[Wikipedia-l] Communication catalysts

Sj 2.718281828 at gmail.com
Thu Sep 16 19:00:01 UTC 2004


On Wed, 15 Sep 2004 16:59:32 +0200, Anthere <anthere9 at yahoo.com> wrote:
> We will try to do better in the future, to listen more and longer. But I
> must warn you of one point. Jimbo, Angela and I are all three already
> streching our time limits.
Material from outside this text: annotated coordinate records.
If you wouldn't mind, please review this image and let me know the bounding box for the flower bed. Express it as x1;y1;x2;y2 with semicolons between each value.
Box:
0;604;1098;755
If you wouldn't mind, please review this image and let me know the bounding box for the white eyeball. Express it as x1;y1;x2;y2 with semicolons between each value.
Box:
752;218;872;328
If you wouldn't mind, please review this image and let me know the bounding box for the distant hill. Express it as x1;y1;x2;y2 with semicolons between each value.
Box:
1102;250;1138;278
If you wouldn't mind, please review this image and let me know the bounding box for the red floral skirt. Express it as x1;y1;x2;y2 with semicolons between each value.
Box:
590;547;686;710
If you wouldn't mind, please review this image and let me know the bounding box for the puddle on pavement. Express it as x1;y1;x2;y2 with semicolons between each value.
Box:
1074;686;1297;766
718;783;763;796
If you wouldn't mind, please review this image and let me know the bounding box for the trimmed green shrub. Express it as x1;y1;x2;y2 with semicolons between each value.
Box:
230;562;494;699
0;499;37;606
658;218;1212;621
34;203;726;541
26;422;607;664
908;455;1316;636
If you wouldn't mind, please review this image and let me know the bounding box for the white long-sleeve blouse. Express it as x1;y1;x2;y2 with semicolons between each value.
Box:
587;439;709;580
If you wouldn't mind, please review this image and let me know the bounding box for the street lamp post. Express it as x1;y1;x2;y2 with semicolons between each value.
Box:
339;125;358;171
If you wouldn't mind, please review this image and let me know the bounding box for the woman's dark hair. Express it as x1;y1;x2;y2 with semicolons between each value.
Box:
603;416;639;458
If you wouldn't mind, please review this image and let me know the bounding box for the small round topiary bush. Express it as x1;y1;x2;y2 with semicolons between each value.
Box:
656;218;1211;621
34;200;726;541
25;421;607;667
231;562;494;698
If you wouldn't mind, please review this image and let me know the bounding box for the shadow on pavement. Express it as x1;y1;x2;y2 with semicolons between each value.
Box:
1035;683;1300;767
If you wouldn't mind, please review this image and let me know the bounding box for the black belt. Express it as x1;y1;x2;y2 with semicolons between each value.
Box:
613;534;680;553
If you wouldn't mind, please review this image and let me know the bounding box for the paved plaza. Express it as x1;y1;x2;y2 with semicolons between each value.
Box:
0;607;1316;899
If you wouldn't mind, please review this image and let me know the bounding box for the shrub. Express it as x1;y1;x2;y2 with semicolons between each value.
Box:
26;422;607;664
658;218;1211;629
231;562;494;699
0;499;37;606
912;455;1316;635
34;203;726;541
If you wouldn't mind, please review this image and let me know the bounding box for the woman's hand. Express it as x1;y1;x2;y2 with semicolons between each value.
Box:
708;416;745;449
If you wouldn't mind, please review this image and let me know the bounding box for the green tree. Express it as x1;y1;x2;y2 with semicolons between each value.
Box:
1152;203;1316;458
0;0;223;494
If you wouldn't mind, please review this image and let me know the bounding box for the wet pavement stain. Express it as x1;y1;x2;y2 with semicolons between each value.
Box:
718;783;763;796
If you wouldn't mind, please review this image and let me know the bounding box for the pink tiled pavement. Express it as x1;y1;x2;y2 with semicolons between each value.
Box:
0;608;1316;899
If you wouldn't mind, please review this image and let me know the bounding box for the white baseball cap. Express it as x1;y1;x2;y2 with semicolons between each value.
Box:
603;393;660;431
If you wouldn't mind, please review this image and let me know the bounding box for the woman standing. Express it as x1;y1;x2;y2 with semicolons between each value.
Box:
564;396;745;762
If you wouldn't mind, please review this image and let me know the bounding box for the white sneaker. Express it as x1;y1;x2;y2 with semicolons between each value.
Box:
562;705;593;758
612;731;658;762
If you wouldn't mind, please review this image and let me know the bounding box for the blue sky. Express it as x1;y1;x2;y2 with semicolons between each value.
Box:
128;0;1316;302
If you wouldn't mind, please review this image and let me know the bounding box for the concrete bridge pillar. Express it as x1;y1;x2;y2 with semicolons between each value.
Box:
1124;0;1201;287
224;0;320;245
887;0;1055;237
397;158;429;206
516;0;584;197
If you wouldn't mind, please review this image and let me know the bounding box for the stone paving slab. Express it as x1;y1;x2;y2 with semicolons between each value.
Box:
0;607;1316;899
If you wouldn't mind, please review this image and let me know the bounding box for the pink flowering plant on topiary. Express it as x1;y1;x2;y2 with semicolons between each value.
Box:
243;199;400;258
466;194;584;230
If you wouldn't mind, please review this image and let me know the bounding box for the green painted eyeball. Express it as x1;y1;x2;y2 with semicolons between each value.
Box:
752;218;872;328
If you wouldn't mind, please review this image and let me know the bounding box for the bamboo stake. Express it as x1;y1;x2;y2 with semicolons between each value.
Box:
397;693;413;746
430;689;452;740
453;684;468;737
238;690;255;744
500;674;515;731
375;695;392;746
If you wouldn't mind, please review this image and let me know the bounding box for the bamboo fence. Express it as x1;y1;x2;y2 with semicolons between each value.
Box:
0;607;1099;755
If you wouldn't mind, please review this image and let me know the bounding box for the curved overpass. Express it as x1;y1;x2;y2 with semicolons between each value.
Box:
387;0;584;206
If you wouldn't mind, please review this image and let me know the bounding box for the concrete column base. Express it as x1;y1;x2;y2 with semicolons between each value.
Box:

If you all want us to listen better, you will
> have to help us by providing better insight, summaries and such... and

One thing which I would very much like to see, is a group trusted to
act as ombudsmen or secretaries, who stay on top of these issues of
communication.  These are not tangential issues which matter only to
those who are complaining right now, they are central to scaling our
community.

Many of the people most likely to be involved with important decisions
have a hundred things to worry about, to draft, and to discuss.  There
should be a single
sink into which they (and community members) can toss updates and
announcements, confident that from there, such tidbits will be
collated and distributed to every appropriate community channel.
 * "I just created page <foo>on meta that everyone should know about," 
 * "I created a meetup list on my user-talk page, and posted to
wikipedia-l about it,"
 * "Jimbo just sent a notice about global problem <fee> to foundation-l," 
 * "The Board just agreed that <fi> and said as much on the AC Talk page,"
 * "There's a big debate about page-capitalization going on at page <fo>"
 * "This group of users says nobody is paying attention to their
troubles with <fum>"

Currently, I feel that one has to read three+ mailing lists, watch new
pages and RC on meta, and keep up with a sizeable watchlist on one's
local wiki, to stay abreast of developments, or even to show up in
time to have a say in certain important discussions.